Report: UK Offshore Wind On Track to Hit GBP 100/MWh Target by 2020

A report published today has provided strong evidence that the cost of energy from offshore wind in UK continued to fall through 2015 and remains on track to deliver the target of GBP 100/MWh by 2020.

Photo: ORE Catapult

Of the 13 cost reduction indicators, all but one are ahead or on target with the milestone set for 2015, the second annual Cost Reduction Monitoring Framework (CRMF) report shows. The only measure that is behind target is growth and scale.

Findings show that industry has already adopted innovations that were not previously expected to significantly drive cost reduction until 2017, particularly in the areas of turbine design and project maintenance.

The report, delivered by the Offshore Renewable Energy Catapult on behalf of the Offshore Wind Programme Board, also assessed the degree of confidence that the industry has in delivering further cost savings. It found high confidence of delivery in eight of the indicators, with medium confidence in a further three, to achieve the milestone of GBP 100/MWh in 2020. Such confidence has brought a commitment from UK government to work with industry on agreeing a new, ambitious cost reduction target for the 2020s.

The report identifies forthcoming announcements on timing and scale of future Contracts for Difference (CfD) auctions and long term capacity requirements as key enablers of further cost reduction.

“The UK offshore wind industry continues to go from strength to strength and I’m delighted to see further evidence that costs are continuing to come down. Reductions in cost will mean better value for hard working bill payers, and are essential if this industry is to thrive,” UK Energy Minister, Andrea Leadsom said.

The report shows that investment in turbine technology has delivered significant cost benefits, but that further reduction will need to come from the innovations in ‘balance of plant’, such as foundations, cables and substations.

Investment in research and development and manufacturing industrialisation to deliver such improvements, the report warns, will only come with greater visibility of future rates of deployment and market size as the UK government sets out details of contracts for new offshore wind farms.

“We have continued to see excellent progress in reducing the cost of clean energy from offshore wind. The industry is fast-tracking adoption of new innovation in turbine design and in project operations, putting us ahead of the curve in efforts to bring down the cost of offshore wind.
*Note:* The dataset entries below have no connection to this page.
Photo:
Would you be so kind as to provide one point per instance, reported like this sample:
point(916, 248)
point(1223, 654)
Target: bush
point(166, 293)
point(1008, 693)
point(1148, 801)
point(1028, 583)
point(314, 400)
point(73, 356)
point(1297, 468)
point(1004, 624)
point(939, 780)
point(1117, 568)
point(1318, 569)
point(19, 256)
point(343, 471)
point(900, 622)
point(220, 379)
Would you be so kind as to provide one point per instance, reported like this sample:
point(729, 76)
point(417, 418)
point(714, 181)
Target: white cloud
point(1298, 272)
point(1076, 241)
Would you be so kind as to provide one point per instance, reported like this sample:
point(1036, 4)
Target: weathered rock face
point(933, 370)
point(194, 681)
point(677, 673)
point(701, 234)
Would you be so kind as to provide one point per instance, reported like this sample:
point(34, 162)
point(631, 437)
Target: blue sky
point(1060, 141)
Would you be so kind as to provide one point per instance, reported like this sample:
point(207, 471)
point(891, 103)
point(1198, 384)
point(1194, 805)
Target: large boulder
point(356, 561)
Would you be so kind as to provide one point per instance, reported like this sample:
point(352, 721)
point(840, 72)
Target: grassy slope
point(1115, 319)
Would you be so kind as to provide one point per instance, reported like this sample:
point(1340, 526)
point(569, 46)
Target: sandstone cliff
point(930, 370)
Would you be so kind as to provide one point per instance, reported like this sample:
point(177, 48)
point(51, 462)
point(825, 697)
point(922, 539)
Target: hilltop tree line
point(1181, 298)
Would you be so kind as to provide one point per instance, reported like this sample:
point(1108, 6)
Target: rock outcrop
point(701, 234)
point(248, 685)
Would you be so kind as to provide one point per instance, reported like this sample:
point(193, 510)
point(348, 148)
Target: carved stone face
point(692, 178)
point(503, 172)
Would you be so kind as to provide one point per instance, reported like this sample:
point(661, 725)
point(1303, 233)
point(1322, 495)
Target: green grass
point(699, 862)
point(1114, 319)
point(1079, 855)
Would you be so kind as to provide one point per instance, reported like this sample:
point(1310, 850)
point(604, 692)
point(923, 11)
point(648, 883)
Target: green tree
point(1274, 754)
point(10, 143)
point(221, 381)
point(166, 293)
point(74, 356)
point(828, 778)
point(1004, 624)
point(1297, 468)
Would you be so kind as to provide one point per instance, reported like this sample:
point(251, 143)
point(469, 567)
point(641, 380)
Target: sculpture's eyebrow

We are very confident that we cannot only reach our GBP 100/MWh milestone, but go beyond this to become fully cost competitive with other generation technologies,” Benj Sykes, industry co-chair of the Offshore Wind Industry Council, said.

“We welcome the UK Government’s continued strong support for the offshore wind sector, recognising it as a major contributor to the nation’s future energy mix. The report shows that further clarity on the timing and volume of future Contract for Difference auctions, and the longer term capacity requirements out to 2030 and beyond, is essential for the industry to galvanise the activity that will deliver further innovation and cost reductions,” Sykes said.

The report is released at the same time as the UK Parliament reviews the 5th Carbon Budget of the Committee on Climate Change, which projects that offshore wind costs will be below new nuclear and new gas plant by 2025.

Jonathan Cole, Chair of the Offshore Wind Programme Board, said: “Offshore wind is delivering jobs and economic benefit to the UK right now. This report shows that consumers and Government can be confident that the cost of offshore wind will continue to reduce and that offshore wind is the ideal way to produce the large quantities of clean, reliable energy that the UK needs.”